An Oct. 17, 2014 University of Michigan news release (also on EurekAlert*), which originated the news item, offers text for those who prefer to read about the science rather than receive it by video,

Both the nanolobes’ shape and the way they’re made have promising applications, the researchers say. The geometry could potentially be useful to guide light in advanced LEDs, solar cells and nonreflective surfaces. A layer might help a material repel water or dirt. And the process used to manufacture them – organic vapor jet printing – might lend itself to 3D-printing medications that absorb better into the body and make personalized dosing possible.

The nanoscale shapes are made out of boron subphthalocyanine chloride, a material often used in organic solar cells.
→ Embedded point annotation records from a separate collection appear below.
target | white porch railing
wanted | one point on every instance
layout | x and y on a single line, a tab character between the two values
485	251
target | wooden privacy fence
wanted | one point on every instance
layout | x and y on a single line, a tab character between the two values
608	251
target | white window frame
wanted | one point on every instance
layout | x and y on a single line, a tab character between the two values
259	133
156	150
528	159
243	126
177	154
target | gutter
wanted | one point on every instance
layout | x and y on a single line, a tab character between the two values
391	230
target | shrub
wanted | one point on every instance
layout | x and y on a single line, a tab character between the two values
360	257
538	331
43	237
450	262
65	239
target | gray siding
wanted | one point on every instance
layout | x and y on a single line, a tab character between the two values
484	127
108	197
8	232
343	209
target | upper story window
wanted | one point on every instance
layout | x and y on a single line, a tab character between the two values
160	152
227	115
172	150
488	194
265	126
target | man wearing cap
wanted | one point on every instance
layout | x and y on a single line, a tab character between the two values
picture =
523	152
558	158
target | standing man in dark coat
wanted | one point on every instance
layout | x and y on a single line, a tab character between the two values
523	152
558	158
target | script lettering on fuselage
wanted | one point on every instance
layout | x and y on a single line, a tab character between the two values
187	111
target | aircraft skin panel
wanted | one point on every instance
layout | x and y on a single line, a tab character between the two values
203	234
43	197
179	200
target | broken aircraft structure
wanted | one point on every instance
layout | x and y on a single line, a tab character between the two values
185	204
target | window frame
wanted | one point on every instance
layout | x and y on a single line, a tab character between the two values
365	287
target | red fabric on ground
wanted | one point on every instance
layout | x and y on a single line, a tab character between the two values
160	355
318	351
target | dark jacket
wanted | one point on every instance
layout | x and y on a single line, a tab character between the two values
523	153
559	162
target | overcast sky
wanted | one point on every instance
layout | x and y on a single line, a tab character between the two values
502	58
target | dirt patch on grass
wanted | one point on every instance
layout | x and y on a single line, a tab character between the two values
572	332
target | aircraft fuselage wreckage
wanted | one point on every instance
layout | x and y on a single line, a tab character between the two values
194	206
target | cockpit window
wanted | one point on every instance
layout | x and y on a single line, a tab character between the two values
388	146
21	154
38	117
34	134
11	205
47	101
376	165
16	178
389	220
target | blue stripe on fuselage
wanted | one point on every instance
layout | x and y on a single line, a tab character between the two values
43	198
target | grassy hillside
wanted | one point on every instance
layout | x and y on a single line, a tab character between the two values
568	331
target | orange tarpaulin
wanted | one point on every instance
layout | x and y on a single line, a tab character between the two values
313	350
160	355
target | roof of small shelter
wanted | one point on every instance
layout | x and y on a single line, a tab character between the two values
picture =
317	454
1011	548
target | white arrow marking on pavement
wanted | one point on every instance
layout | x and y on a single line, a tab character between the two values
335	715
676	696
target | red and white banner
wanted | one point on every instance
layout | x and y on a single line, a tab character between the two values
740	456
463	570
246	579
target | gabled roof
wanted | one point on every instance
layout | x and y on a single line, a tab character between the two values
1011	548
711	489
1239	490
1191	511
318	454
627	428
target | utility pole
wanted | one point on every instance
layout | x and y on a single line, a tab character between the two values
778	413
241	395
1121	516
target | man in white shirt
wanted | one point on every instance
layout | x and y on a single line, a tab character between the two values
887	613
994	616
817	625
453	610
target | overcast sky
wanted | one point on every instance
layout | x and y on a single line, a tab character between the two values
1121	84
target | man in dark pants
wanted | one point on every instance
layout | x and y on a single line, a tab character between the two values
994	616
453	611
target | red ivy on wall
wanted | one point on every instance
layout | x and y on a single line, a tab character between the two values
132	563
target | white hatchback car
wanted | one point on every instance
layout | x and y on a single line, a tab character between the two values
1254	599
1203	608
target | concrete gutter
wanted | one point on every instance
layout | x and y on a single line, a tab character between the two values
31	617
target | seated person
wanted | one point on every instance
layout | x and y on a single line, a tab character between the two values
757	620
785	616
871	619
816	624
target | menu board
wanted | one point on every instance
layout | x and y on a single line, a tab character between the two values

It’s in a family of small molecular compounds that tend to make either flat films or faceted crystals with sharp edges, says Max Shtein, an associate professor of materials science and engineering, macromolecular science and engineering, chemical engineering, and art and design.

“In my years of working with these kinds of materials, I’ve never seen shapes that looked like these. They’re reminiscent of what you get from biological processes,” Shtein said. “Nature can sometimes produce crystals that are smooth, but engineers haven’t been able to do it reliably.”

Echinoderm sea creatures such as brittle stars have ordered rounded structures on their bodies that work as lenses to gather light into their rudimentary eyes. But in a lab, crystals composed of the same minerals tend either to be faceted with flat faces and sharp angles, or smooth, but lacking molecular order.

The U-M researchers made the curved crystals by accident several years ago. They’ve since traced their steps and figured out how to do it on purpose.

In 2010, Shaurjo Biswas, then a doctoral student at U-M, was making solar cells with the organic vapor jet printer. He was recalibrating the machine after switching between materials. Part of the recalibration process involves taking a close look at the fresh layers of material, of films, printed on a plate. Biswas X-rayed several films of different thicknesses to observe the crystal structure. He noticed that the boron subphthalocyanine chloride, which typically does not form ordered shapes, started to do so once the film got thicker than 600 nanometers. He made some thicker films to see what would happen.

“At first, we wondered if our apparatus was functioning properly,” Shtein said.

At 800 nanometers thick, the repeating nanolobe pattern emerged every time.

For a long while, the blobs were lab curiosities. Researchers were focused on other things. Then doctoral student Shalev got involved. She was fascinated by the structures and wanted to understand the reason for the phenomenon. She repeated the experiments in a modified apparatus that gave more control over the conditions to vary them systematically. She collaborated with physics professor Roy Clarke to gain a better understanding of the crystallization, and mechanical engineering professor Wei Lu to simulate the evolution of the surface.. She’s first author of a paper on the findings published in the current edition of Nature Communications.

“As far as we know, no other technology can do this,” Shalev said.

The organic vapor jet printing process the researchers use is a technique Shtein helped to develop when he was in graduate school. He describes it as spray painting, but with a gas rather than with a liquid. It’s cheaper and easier to do for certain applications than competing approaches that involve stencils or can only be done in a vacuum, Shtein says. He’s especially hopeful about the prospects for this technique to advance emerging 3D-printed pharmaceutical concepts.

For example, Shtein and Shalev believe this method offers a precise way to control the size and shape of the medicine particles, for easier absorption into the body. It could also allow drugs to be attached directly to other materials and it doesn’t require solvents that might introduce impurities.

Here’s a link to and a citation for the paper,

Growth and modelling of spherical crystalline morphologies of molecular materials by O. Shalev, S. Biswas, Y. Yang, T. Eddir, W. Lu, R. Clarke,  & M. Shtein. Nature Communications 5, Article number: 5204 doi:10.1038/ncomms6204 Published 16 October 2014

This paper is behind a paywall.

* EurekAlert link added on Oct. 20, 2014 at 1035 hours PDT.